For anyone else who has been having heartburn over trying to get yum to update openssl on Fedora 19 the last two times those updates were critical, know that you’re not alone.
At least I’m with you.
First during the Heartbleed update (openssl-1.0.1e-37.fc19) and now with the latest to address another exploit, I had to manually install the package and its dependencies because yum reported a conflict.
Error: Package: 1:openssl-1.0.1e-37.fc19.1.i686 (installed) Requires: openssl-libs(x86-32) = 1:1.0.1e-37.fc19.1 Removing: 1:openssl-libs-1.0.1e-37.fc19.1.i686 (installed) openssl-libs(x86-32) = 1:1.0.1e-37.fc19.1 Updated By: 1:openssl-libs-1.0.1e-38.fc19.i686 (updates) openssl-libs(x86-32) = 1:1.0.1e-38.fc19 Available: 1:openssl-libs-1.0.1e-4.fc19.i686 (fedora) openssl-libs(x86-32) = 1:1.0.1e-4.fc19 You could try using --skip-broken to work around the problem
I did try a few time-worn techniques to right things before going the manual route (e.g. doing a “yum clean all”), to no avail.

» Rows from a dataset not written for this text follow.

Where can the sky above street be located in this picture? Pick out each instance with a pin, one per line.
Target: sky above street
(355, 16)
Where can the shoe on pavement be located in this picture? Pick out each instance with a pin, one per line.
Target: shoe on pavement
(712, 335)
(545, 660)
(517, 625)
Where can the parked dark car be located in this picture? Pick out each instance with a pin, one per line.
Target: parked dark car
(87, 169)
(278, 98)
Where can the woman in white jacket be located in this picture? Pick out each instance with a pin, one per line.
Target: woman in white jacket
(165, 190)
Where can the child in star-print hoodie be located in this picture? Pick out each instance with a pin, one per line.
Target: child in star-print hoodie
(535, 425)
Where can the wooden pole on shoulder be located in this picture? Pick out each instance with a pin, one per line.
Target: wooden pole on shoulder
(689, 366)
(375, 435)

Only by downloading the rpms from an up-to-date repo (found via mirrors.fedoraproject.org) and then invoking “rpm -Uvh” against them was I able to do the update.
In my case this involved grabbing four packages over HTTP:
openssl-1.0.1e-38.fc19.i686.rpm openssl-1.0.1e-38.fc19.x86_64.rpm openssl-libs-1.0.1e-38.fc19.i686.rpm openssl-libs-1.0.1e-38.fc19.x86_64.rpm
My attempt to use yumdownloader to retrieve the packages failed as it was unable to find the .i686 version of openssl-1.0.1e-38 (which is probably why my yum update failed).

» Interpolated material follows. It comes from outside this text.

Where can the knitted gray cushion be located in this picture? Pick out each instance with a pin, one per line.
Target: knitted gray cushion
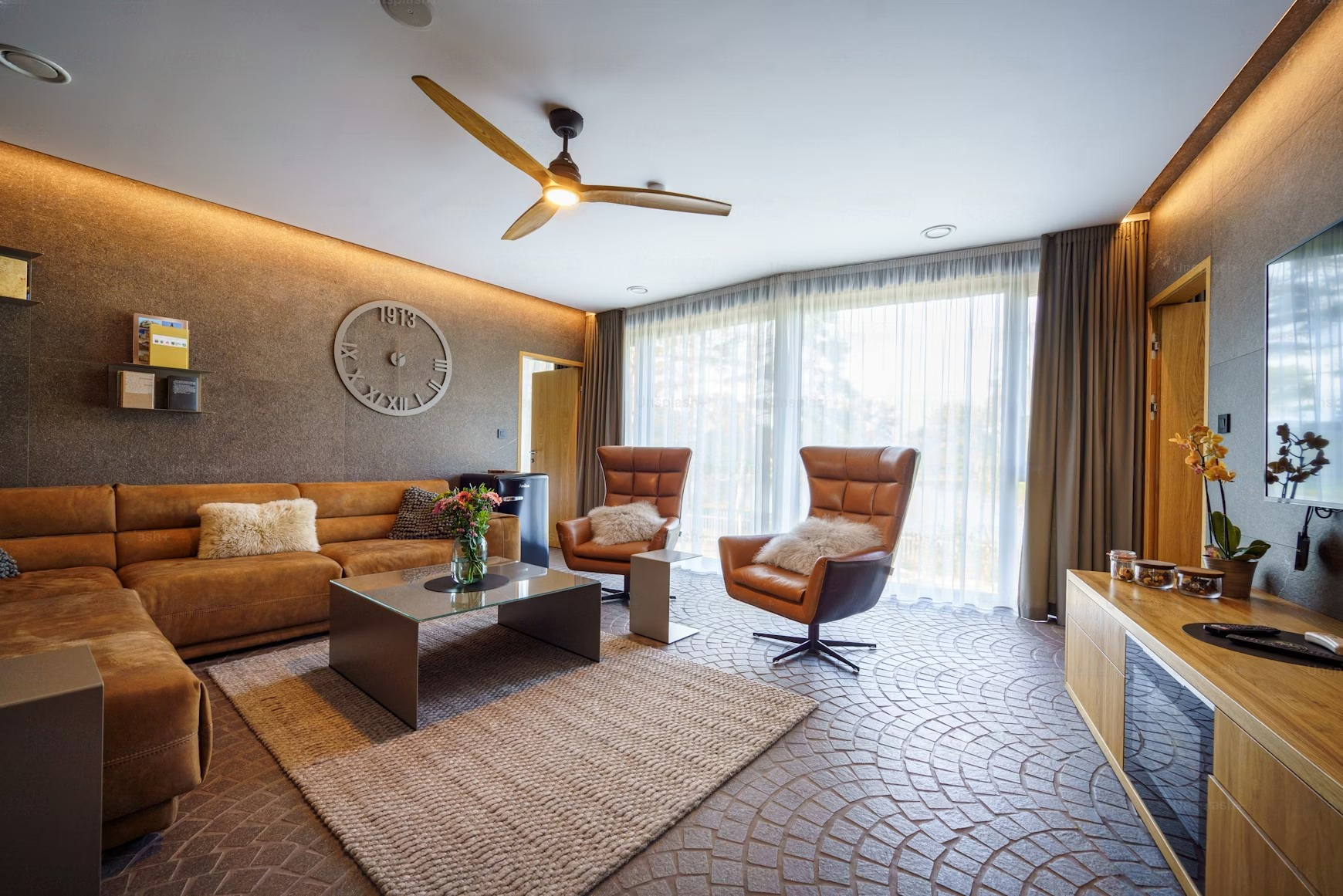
(8, 569)
(415, 518)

This isn’t a knock against yum, by the way. I use it all the time for package management. My opinion is that this is a problem either with the way openssl is being packaged or how it’s being provisioned (although openssl is the only package I’ve had this problem with).
I’m also not addressing the fact that updates for Fedora 19 were only available signficantly after those for Fedora 20. My only comment there would be that if the Fedora Project wants to cease supporting Fedora 19 at the same level as they do Fedora 20 at this point, they’ve got every right to do so — but their users also deserve to know that is what is happening. Of course the Fedora Release Life Cycle is very specific about how long a release will be supported, and Fedora 19 fits well within the bounds set. If Project Management so desires they can change that policy any time they want, but again, they need to tell people they’ve done that.
As an aside, I noted several weeks ago that a security update to the gnutls package for Fedora 19 was also significantly delayed as compared to Fedora 20 (as well as Red Hat Enteprise 6 and CentOS 6).
Right now I’m holding off upgrading to Fedora 20 until CentOS 7 is released. As I’ve indicated on this blog recently, my current plan is to switch my home servers over to CentOS 7. Now that it’s clear Fedora 21 won’t be out until this October I’m weighing whether to upgrade my workstations to Fedora 20 or to move them to CentOS 7 as well.